Oxide-ion conduction via interstitials in scheelite-type LaNbO4: a first-principles study
Abstract
Interstitial oxide-ion conduction in tetragonal scheelite-structured oxides has theoretically been analyzed using first-principles calculations, taking lanthanum niobate (t-LaNbO4) as a model system. In the crystal, two interstitial sites of oxide ions were identified by exhaustive structural optimizations, which are located between two NbO4 tetragonal units to form an Nb2O9 unit. Among the four elementary paths found by the nudged elastic band method, the three common paths enable interstitial oxide ions to migrate over a long range both in the ab-plane and along the c-axis, leading to the almost isotropic oxide-ion conductivity.
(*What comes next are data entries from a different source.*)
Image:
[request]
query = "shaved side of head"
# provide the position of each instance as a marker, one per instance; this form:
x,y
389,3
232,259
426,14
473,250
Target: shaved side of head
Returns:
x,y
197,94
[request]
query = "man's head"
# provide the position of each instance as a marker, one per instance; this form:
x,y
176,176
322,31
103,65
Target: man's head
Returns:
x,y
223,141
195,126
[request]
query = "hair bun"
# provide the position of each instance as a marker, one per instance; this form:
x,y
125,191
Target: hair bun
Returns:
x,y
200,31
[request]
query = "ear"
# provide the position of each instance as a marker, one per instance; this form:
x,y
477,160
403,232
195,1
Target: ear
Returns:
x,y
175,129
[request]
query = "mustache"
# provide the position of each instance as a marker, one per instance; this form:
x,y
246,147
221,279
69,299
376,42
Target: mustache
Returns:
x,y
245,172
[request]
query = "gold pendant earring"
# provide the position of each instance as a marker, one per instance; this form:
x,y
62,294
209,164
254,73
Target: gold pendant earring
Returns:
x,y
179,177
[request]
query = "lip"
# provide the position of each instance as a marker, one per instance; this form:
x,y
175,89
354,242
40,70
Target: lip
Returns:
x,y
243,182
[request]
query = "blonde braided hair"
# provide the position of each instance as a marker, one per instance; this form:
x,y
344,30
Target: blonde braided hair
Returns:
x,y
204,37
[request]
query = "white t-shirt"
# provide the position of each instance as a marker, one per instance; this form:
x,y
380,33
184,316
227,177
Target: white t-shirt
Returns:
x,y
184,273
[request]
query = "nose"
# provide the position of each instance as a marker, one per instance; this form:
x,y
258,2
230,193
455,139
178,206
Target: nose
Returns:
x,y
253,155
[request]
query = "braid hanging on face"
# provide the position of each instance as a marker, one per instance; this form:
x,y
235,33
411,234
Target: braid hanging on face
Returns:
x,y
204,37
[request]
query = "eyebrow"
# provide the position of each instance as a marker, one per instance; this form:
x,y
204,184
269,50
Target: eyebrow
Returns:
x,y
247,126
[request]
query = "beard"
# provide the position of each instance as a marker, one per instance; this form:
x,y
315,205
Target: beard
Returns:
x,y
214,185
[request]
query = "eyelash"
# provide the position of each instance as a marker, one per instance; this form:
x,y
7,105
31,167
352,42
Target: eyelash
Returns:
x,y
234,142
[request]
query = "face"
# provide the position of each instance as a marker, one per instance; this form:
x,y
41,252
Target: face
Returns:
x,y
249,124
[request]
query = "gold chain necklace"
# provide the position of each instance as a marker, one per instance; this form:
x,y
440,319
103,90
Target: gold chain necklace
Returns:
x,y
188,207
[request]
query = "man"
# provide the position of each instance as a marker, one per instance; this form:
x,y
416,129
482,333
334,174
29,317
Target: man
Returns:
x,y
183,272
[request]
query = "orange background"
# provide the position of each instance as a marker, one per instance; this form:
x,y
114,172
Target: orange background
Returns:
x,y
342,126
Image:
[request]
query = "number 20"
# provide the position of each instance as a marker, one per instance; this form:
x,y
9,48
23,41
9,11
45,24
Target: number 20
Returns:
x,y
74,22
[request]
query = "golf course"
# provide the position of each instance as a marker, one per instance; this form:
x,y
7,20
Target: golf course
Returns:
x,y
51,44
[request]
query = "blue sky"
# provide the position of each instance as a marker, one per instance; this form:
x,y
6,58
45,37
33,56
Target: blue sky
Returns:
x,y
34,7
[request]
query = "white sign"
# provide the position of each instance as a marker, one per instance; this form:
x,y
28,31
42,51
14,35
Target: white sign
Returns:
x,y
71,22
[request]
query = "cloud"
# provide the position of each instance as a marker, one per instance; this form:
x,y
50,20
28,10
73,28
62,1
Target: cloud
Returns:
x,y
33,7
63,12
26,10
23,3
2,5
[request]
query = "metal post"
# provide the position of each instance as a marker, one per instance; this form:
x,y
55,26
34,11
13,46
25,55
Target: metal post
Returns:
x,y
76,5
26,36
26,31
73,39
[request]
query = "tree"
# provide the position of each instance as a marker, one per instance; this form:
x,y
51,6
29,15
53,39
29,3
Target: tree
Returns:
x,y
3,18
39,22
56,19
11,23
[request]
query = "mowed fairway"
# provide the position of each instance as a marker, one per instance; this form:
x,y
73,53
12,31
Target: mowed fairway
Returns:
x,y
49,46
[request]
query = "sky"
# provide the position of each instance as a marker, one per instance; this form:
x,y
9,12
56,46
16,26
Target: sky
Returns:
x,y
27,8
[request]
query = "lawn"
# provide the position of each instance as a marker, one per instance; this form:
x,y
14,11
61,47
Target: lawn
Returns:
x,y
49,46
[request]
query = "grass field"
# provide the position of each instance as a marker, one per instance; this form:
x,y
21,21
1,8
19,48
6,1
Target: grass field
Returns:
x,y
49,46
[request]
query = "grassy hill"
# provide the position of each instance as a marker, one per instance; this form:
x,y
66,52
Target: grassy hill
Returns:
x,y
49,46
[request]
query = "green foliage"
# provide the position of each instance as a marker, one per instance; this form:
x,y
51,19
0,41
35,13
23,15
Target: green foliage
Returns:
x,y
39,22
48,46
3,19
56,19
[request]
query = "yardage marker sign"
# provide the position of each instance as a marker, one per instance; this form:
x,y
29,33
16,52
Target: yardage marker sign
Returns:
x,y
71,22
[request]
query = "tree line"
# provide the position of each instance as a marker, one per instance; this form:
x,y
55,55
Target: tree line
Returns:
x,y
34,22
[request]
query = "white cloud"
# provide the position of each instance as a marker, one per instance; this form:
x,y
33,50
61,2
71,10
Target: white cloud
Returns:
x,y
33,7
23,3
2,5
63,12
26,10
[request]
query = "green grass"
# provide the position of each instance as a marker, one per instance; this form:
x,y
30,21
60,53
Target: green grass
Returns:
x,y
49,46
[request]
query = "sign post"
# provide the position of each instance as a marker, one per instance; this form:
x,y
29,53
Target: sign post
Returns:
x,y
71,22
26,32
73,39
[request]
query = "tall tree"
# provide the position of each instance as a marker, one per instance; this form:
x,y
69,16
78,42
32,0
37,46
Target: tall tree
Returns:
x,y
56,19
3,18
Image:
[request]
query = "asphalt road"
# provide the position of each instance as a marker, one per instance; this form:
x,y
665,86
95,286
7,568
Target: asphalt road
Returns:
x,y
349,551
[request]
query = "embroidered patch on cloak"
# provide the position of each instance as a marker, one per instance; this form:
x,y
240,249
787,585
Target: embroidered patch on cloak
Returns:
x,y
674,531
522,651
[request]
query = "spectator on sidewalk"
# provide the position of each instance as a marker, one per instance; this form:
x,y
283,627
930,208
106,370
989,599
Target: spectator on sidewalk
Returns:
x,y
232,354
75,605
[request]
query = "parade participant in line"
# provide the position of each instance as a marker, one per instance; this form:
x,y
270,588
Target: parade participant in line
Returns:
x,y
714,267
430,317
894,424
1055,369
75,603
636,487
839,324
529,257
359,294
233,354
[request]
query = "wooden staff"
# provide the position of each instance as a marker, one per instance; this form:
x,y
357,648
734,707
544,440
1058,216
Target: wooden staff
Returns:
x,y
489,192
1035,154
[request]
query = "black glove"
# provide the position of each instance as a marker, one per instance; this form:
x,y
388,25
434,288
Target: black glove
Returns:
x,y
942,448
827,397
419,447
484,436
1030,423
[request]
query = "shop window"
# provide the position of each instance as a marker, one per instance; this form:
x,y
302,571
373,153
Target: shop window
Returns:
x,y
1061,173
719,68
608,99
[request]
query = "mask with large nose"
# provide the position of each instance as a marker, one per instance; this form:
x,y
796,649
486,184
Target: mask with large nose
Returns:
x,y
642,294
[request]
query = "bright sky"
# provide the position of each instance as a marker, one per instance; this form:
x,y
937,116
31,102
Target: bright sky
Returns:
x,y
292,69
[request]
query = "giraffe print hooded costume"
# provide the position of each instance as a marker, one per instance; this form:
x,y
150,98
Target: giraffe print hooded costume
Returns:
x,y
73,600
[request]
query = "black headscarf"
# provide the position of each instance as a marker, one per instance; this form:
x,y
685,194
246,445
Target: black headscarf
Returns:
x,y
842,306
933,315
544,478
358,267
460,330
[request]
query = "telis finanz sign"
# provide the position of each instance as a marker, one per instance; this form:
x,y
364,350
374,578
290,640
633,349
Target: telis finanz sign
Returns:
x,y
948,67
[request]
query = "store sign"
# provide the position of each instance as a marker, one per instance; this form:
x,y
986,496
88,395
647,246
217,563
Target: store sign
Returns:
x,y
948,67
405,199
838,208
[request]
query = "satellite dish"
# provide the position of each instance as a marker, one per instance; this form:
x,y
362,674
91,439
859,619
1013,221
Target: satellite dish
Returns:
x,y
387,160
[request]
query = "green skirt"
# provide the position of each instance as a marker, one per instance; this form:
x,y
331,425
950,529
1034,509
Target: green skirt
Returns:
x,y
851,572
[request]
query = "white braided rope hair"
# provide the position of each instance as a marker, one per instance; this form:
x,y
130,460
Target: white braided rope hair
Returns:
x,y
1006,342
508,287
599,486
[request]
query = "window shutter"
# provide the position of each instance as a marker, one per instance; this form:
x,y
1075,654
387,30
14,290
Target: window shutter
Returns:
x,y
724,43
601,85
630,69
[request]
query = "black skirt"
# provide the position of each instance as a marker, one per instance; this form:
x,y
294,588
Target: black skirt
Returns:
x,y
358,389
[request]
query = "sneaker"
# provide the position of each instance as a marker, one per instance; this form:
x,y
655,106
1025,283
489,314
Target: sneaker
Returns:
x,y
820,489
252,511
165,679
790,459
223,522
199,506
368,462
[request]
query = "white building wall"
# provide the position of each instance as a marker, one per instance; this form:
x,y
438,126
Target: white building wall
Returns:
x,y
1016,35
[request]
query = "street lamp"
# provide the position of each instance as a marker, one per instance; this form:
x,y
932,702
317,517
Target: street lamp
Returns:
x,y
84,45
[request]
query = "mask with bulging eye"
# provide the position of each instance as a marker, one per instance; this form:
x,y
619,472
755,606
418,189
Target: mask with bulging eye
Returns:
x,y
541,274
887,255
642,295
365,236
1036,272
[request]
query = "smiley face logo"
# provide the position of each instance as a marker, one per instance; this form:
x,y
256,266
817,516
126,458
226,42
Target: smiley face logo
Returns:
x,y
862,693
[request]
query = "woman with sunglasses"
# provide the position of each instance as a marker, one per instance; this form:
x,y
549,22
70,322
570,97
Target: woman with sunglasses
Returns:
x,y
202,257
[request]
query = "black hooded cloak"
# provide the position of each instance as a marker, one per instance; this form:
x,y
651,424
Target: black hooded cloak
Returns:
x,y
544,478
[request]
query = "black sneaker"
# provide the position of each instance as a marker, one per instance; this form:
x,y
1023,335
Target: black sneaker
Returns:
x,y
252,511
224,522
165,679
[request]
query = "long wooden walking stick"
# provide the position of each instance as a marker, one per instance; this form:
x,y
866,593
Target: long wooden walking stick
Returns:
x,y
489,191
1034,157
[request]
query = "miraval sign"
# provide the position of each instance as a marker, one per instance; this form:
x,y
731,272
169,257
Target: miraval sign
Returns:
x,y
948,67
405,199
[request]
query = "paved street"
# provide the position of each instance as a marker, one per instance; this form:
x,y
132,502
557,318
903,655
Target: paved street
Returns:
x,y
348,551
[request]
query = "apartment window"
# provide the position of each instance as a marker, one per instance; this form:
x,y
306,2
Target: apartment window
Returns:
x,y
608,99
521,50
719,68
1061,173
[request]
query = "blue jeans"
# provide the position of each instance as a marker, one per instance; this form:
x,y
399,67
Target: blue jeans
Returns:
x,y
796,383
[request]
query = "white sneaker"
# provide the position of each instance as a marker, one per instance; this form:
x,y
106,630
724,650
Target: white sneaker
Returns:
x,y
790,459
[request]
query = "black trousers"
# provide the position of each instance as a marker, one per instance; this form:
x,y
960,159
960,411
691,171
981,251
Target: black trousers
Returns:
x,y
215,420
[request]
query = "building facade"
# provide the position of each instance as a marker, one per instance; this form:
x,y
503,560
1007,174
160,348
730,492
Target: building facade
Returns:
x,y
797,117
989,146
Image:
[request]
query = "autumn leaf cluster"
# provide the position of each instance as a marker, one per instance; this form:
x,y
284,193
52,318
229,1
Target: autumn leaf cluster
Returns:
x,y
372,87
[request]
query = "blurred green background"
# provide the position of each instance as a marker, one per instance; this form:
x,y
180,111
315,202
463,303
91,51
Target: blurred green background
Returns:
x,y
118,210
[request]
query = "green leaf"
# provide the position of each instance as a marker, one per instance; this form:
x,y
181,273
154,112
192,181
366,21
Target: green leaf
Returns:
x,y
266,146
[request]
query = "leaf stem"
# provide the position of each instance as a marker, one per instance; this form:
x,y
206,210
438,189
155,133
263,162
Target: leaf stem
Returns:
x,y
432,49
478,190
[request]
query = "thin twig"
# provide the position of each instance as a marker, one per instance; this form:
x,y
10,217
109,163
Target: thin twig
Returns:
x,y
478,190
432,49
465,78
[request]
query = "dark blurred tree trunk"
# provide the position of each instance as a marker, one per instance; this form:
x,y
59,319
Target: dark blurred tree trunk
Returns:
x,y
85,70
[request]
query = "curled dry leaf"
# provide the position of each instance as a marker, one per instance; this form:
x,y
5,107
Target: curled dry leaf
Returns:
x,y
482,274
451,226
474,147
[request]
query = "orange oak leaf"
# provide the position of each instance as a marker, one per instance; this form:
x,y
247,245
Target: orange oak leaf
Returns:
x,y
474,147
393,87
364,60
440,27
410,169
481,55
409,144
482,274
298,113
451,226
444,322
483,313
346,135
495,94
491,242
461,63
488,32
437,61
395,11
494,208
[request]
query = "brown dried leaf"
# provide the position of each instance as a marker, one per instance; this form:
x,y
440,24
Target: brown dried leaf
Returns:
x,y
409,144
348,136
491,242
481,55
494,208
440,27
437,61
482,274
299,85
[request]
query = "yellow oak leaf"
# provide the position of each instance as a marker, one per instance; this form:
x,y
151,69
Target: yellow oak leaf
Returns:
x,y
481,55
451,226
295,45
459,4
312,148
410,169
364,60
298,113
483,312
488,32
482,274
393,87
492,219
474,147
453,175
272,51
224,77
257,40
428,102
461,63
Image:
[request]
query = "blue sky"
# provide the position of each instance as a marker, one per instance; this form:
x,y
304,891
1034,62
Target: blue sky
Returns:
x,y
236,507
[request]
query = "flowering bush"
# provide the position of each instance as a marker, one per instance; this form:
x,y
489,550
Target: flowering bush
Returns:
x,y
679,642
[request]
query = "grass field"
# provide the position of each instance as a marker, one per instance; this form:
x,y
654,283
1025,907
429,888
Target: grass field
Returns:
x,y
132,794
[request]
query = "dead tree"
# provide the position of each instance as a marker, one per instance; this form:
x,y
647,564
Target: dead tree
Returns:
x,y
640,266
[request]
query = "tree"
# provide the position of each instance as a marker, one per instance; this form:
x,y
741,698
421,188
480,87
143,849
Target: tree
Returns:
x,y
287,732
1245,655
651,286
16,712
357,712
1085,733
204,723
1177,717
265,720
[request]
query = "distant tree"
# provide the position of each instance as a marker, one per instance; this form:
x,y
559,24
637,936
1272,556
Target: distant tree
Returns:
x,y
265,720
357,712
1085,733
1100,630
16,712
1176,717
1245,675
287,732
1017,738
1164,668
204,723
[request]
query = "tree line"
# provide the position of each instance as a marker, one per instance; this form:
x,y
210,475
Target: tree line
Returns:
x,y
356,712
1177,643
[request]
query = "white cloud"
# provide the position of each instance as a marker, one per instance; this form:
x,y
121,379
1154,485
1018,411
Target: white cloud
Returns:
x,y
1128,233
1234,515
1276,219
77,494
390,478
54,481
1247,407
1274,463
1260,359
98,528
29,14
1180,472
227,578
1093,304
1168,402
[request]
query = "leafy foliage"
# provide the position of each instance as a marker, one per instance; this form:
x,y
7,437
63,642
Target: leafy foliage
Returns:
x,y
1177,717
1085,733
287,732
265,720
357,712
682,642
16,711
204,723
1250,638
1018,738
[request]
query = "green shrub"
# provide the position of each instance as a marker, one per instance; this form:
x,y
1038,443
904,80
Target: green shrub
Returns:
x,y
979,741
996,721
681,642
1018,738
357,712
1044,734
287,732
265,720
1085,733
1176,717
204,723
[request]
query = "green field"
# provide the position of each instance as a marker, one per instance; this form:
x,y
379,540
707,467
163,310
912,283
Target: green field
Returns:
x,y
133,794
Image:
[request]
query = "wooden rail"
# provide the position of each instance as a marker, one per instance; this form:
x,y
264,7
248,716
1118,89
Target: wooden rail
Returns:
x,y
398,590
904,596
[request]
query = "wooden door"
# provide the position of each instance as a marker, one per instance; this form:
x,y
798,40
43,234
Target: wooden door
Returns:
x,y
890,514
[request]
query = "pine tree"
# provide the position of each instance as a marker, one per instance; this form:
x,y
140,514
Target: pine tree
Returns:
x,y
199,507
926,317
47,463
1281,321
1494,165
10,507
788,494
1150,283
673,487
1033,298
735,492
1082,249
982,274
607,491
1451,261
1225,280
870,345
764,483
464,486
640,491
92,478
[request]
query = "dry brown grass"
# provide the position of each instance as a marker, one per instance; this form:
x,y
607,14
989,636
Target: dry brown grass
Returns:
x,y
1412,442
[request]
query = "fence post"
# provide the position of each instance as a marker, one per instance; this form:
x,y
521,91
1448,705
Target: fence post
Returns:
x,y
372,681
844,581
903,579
However, the oxide-ion conductivities estimated on the basis of the kinetic Monte Carlo method were much higher than the reported experimental values. The apparent activation energies were also different, ∼0.4 eV in the estimated conductivities vs. ∼0.9 eV in the experimental conductivities. As a result of additional evaluation of the trapping effect by dopants, interstitial oxide ions were found to be strongly trapped by W dopants on La sites. The corrected oxide-ion conductivity was drastically reduced by the trapping effect, finally to be in reasonable agreement with the experimental conductivities.